'Hobo' Aims Low in Cheerfully Tasteless Vision of a Single Man's Class Struggle
There’s nothing in Hobo with a Shotgun that you haven’t seen before in Lloyd Kaufman’s Troma pictures and the grindhouse films of the ’70s, save for perhaps better production values and an impressively grizzled Rutger Hauer.
That’s not to say Jason Eisener’s feature debut, inspired by the fake trailer he contributed to Robert Rodriguez and Quentin Tarantino’s Grindhouse during its 2007 Canadian theatrical run, is less than elegant in its simplicity. But there are far better reasons that “elegant” and Eisener’s Shotgun should never appear in the same sentence.
The movie is crude, awash with carnage and distinguished primarily by its refusal to respect any lines of decency. I say this with some admiration. The violence is sufficiently over-the-top to make the more flagrant transgressions seem less appalling, and besides, who needed that bus full of schoolchildren anyway? Let ’em burn.
John Davies’ story of a wandering vagrant who stumbles onto the amoral wasteland presided over by the fearsomely named Drake (Brian Downey) and his shit-off-the-old-block sons (Gregory Smith, Nick Bateman) is most creative in the inventive ways it dispatches its victims. Where is this forgotten corner of the universe, where vicious crime is tolerated – nay, encouraged – by rogue cops, and those seeking justice are thrown to the wolves?
It could be hell, but Drake’s paradise might just as well be Tromaville. It’s an indistinguishable urban playground (in reality, Halifax, Nova Scotia) where the Hobo (Hauer), whose longtime dream it is to buy a lawnmower, arrives to find so much chaos, such degradation and decay, that he blows a fuse. The would-be peacekeeper goes vigilante.
You might ponder the irony of his transformation, decrying the descent of a decent soul into the moral abyss, but Shotgun seems to justify it with its depiction of crime so rampant, so absurdly heinous, that the only rational response would be to fight back or flee. Being from nowhere, the Hobo has that option, or would have but for his appreciation of a hooker with a heart of gold (Molly Dunsworth) who, with his encouragement, rises above the abyss.
And so we have our Hobo at first owning the streets with his famous shotgun, gunning down pimps, pedophile Santas and the rest of the city’s vermin. Drake responds in typically understated fashion, organizing a full-scale holocaust of the homeless to weed out his most implacable critic. The Hobo, not to be outdone, blasts a cop literally to shreds and hides from the mob in the skin from the man’s backside.
The only disquieting aspect of the movie, besides Eisener’s ever-rising waves of mutilation, is the Hobo’s enthusiasm once he gets a taste for blood. But if he is morally suspect, look what he’s up against. Consider that moral relativism if you will, but as much as Shotgun is satire, a black comedy willing to tear up the envelope of bad taste, it’s very hard to take seriously on that level.

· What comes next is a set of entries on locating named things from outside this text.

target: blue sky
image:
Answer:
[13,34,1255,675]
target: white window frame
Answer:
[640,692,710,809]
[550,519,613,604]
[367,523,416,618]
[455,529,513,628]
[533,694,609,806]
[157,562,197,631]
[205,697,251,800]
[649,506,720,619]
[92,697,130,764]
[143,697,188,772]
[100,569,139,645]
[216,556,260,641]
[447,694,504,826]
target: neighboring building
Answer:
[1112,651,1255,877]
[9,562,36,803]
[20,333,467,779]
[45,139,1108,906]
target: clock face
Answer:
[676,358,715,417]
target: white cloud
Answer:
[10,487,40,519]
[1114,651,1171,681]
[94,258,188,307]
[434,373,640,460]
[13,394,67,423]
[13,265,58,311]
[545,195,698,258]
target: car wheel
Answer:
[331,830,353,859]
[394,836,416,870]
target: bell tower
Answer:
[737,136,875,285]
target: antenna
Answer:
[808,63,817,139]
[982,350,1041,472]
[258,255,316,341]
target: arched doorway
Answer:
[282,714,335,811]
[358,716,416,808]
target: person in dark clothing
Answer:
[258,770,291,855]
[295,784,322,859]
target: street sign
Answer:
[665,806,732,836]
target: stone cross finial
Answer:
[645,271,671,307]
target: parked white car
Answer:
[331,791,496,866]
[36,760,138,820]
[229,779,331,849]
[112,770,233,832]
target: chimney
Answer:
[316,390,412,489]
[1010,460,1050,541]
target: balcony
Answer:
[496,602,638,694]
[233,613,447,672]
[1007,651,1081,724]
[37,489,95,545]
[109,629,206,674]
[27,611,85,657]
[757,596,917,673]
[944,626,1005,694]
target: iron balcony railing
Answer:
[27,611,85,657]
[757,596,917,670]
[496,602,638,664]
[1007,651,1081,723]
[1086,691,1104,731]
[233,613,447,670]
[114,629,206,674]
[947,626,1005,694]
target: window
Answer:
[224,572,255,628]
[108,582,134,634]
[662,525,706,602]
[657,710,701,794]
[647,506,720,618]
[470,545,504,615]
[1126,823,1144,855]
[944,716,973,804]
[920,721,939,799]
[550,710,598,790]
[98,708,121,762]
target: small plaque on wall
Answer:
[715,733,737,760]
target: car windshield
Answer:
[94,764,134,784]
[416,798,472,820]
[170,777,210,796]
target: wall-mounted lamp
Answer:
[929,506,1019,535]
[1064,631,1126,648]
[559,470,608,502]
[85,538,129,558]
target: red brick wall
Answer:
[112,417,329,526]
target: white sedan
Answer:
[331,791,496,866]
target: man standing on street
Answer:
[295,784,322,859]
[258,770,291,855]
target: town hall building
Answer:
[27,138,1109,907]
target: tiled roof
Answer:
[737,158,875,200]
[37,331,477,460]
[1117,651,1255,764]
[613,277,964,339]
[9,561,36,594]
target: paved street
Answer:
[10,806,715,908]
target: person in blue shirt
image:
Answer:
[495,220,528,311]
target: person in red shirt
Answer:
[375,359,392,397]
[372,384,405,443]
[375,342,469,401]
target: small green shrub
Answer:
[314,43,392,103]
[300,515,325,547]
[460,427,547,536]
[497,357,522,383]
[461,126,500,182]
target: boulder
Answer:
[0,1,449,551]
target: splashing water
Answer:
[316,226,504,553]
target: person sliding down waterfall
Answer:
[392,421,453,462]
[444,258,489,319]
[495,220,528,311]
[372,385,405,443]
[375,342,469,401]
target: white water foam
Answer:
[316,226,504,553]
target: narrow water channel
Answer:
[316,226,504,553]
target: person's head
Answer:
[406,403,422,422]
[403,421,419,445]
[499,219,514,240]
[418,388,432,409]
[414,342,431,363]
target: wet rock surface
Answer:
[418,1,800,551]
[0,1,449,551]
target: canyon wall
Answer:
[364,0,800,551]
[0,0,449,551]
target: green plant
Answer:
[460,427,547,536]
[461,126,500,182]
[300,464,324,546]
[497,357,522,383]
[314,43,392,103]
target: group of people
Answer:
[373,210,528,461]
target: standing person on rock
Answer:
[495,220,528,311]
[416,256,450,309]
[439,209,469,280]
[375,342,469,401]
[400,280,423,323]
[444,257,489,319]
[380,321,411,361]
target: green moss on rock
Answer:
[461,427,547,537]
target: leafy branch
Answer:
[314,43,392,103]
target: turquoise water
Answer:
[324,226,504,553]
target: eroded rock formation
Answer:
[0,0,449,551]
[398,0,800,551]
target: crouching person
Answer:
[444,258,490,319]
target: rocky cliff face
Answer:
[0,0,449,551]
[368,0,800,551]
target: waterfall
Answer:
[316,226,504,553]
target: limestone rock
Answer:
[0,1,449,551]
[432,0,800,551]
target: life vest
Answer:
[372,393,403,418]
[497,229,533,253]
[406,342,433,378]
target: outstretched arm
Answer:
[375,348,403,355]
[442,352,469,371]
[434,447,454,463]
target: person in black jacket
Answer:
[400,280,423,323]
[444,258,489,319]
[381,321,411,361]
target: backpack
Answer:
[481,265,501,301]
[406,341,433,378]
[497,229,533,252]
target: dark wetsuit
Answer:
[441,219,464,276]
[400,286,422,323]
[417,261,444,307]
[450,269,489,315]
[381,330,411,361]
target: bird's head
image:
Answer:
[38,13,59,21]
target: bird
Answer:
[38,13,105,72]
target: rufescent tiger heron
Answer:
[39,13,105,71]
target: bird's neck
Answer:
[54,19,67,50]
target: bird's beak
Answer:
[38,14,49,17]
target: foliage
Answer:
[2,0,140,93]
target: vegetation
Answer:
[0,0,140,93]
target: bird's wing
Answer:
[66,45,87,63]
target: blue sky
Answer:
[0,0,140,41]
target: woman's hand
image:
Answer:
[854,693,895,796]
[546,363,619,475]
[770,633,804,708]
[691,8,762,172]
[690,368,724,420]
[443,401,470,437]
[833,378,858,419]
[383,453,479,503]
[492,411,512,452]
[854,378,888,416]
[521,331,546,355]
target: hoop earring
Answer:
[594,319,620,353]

This is a well-constructed geek show; it’s got some heart, some laugh-out-loud one-liners and a sense of fun that escalates along with the body count. Is it a meaningful social critique? I don’t think so, not really, but for most of the movie’s 86 minutes, I was entertained. Warning to future critics, though: Take notes. Trying to remember the finer points of the plot, and all the movie’s inventively gruesome kills, might tax even the willing.
Hobo with a Shotgun opens May 27 at the Landmark Theatres in San Francisco and the Shattuck Cinemas in Berkeley. It is available now via Video on Demand.